[OWL-ViT v2] Is the model support LoRA training paradigm?

Question

[OWL-ViT v2] Is the model support LoRA training paradigm?

BIGBALLON opened this issue 9 months ago · comments

WILL LEE commented 9 months ago

Thank you for your great work[OWL-ViT].

I have a question, is this model capable of fine-tuning by LoRa technology to adapt to downstream other tasks while keeping the original model unchanged?
Are there any fine-tuning techniques that can efficiently adapt to downstream tasks, such as 10 categories, with 60 images in each category?

Thank you again.

Matthias Minderer · Answer 1 · Tue Oct 10 2023 17:10:34 GMT+0800 (China Standard Time)

We have not tried LoRA with this model but I see no fundamental reason why it shouldn't work. Please let us know how it goes if you try it!
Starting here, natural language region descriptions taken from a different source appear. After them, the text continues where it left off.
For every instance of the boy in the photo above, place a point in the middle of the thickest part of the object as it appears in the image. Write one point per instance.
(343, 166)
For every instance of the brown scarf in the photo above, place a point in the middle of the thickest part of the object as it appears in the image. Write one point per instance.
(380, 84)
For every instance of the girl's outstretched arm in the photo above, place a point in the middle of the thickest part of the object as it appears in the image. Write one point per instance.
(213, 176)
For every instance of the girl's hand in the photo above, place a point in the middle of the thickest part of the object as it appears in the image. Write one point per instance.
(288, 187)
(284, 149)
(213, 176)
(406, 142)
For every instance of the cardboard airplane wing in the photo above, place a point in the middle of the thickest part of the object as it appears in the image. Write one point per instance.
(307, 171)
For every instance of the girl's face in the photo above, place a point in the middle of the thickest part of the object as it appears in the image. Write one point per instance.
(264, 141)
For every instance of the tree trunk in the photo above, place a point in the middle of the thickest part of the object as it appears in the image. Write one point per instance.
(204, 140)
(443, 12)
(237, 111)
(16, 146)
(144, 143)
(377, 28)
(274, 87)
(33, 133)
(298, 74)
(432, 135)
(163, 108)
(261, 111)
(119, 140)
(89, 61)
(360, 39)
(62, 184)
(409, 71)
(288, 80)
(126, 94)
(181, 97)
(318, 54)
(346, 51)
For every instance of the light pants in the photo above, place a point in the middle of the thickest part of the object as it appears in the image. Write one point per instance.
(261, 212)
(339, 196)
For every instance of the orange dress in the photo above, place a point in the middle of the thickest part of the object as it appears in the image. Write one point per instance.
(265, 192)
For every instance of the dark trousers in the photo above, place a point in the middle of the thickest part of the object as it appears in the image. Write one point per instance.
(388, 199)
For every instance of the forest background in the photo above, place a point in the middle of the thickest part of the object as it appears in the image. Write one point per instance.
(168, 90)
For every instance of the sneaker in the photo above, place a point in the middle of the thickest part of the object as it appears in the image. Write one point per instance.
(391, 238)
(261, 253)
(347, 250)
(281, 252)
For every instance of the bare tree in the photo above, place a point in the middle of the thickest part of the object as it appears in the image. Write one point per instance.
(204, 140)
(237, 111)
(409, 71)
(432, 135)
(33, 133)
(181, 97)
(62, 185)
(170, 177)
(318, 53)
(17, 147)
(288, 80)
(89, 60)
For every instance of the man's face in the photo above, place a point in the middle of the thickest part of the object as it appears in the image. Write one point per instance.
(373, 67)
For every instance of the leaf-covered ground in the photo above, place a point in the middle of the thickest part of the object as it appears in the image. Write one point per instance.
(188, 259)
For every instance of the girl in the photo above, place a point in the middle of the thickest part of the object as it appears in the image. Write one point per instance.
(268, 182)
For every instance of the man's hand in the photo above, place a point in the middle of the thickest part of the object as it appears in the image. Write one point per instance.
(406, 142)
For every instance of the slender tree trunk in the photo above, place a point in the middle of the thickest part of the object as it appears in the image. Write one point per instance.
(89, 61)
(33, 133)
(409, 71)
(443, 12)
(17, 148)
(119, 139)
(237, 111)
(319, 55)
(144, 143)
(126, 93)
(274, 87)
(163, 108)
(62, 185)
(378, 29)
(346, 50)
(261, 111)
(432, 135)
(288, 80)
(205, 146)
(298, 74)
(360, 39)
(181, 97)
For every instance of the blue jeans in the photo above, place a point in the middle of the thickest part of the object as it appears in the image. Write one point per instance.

We have had good results fine-tuning the models on small datasets. Small datasets may only require very few training steps and will over-fit otherwise, so I would do a sweep of training durations, e.g. 100, 200, 400, 800 ... steps and pick the best one.

You can also try the image-conditioned detection we describe in https://arxiv.org/pdf/2205.06230.pdf, where you get semantic embeddings for the target objects in your training images and use them instead of text queries. You can use multiple examples by averaging the embeddings for all the examples of a given category. This colab section has an example for how to do image-conditioned detection: https://colab.research.google.com/github/google-research/scenic/blob/main/scenic/projects/owl_vit/notebooks/OWL_ViT_minimal_example.ipynb#scrollTo=8-hhGqbZzVfX

WILL LEE · Answer 2 · Tue Oct 10 2023 17:37:25 GMT+0800 (China Standard Time)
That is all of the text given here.